Al amin kemudian menceritakan semuanya.
“Yang sangat menyakitkan adalah ia berani mencemooh syair karyaku, ayahanda,” kata Al Amin.
“Tentu
saja karena memang karya syairmu jelek. Dia itu kan seorang penyair
yang hebat, jadi bisa menilai syair yang bagus dan tidak bagus. Lagi
pula apa yang ia katakan itu jangan kamu anggap sebagai ejekan,
melainkan sebuah kritikan yang harus kamu terima dengan lapang dada,”
kata sang Raja menasehati.
“Baik. Kalau begitu beri lagi aku kesempatan waktu untuk memperbaiki karya syairku,” kata Al Amin sambil beranjak pergi.
Untuk
kedua kalinya Al Amin pergi ke tempat yang sepi guna mengasah pikiran
dan mendalami ilmu sastra agar bisa menulis syair yang benar-benar
bagus, tidak seperti sebelumnya. Dan beberapa pekan kemudian ia kembali
ke istana.
Esok
paginya baginda Raja Harun Ar Rasyid, Abu Nawas dan beberapa penyair
sudah berada di istana. Rupanya pertemuan itu sudah diatur oleh sang
permaisuri Zubaidah. Ian ingin mereka mendengarkan karya syair putranya
yang baru saja pulang mendalami ilmu sastra.
“Dengarkan karya syair putraku Al Amin,” kata sang permaisuri Zubaidah.
“Baiklah, silahkan,” sahut Abu Nawas.
Al Amin pun mulai membaca karya syairnya,
“Hai bintang yang duduk bersimpuh
Rasanya tidak ada yang setolol kamu
Kamu seperti hidangan kinafah
Yang diolesi dengan minyak biji hardal dan minyak sapi yang kental
Seperti warna seekor kuda belang.”
Begitu selesai mendengar syair tersebut Abu Nawas lalu bangkit dan beranjak dari tempatnya.
“Kemana kamu Abu Nawas?” Tanya sang Raja
“Saya
lebih suka balik ke penjara saja, daripada mendengar syair macam itu.

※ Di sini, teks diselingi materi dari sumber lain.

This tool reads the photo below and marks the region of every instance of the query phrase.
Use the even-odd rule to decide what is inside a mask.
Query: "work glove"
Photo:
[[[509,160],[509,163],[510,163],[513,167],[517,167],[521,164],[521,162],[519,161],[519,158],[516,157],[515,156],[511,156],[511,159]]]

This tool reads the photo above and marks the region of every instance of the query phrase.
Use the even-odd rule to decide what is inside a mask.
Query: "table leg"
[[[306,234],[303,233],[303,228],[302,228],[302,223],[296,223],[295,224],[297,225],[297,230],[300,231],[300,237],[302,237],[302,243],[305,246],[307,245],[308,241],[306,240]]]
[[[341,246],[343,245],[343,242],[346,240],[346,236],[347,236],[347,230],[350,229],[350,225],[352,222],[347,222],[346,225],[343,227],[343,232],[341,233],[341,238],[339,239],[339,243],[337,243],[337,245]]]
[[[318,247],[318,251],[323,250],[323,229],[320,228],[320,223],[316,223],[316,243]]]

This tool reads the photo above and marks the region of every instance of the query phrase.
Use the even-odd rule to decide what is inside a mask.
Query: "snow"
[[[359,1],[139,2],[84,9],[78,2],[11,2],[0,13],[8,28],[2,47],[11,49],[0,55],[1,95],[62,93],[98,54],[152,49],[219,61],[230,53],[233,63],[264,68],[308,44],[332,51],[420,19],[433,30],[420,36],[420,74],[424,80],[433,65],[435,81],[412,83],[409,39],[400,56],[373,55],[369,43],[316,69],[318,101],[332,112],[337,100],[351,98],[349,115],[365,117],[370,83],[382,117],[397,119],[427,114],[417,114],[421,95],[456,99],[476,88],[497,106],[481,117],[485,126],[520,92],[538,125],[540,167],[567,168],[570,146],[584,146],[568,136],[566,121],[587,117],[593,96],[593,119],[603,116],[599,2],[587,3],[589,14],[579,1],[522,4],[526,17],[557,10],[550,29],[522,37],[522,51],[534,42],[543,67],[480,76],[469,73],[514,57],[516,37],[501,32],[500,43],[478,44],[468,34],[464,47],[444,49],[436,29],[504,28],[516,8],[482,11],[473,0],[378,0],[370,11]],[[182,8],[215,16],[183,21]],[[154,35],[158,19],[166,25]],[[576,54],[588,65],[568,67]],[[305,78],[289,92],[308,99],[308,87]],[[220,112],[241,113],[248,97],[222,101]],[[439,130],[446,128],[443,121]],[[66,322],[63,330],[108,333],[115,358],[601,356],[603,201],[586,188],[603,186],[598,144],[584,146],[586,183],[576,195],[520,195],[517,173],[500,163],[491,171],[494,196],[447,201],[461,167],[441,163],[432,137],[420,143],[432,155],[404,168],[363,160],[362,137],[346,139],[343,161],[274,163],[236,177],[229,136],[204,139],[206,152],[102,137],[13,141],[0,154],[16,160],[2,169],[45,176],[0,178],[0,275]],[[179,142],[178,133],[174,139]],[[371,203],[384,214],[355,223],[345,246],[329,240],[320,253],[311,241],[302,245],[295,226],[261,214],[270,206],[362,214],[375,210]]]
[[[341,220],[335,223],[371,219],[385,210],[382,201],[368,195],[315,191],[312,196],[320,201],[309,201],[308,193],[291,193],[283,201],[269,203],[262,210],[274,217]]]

Toh, sebentar lagi putramu ini pasti akan menyuruh polisi membawaku ke
sana,” jawab Abu Nawas.
Raja
tertawa terpingkal-pingkal mendengar jawaban Abu Nawas itu. Sementara
sang permaisuri Zubaidah hanya bisa duduk bengong. Kini ia sadar dan
yakin bahwa putranya Al Amin memang bodoh.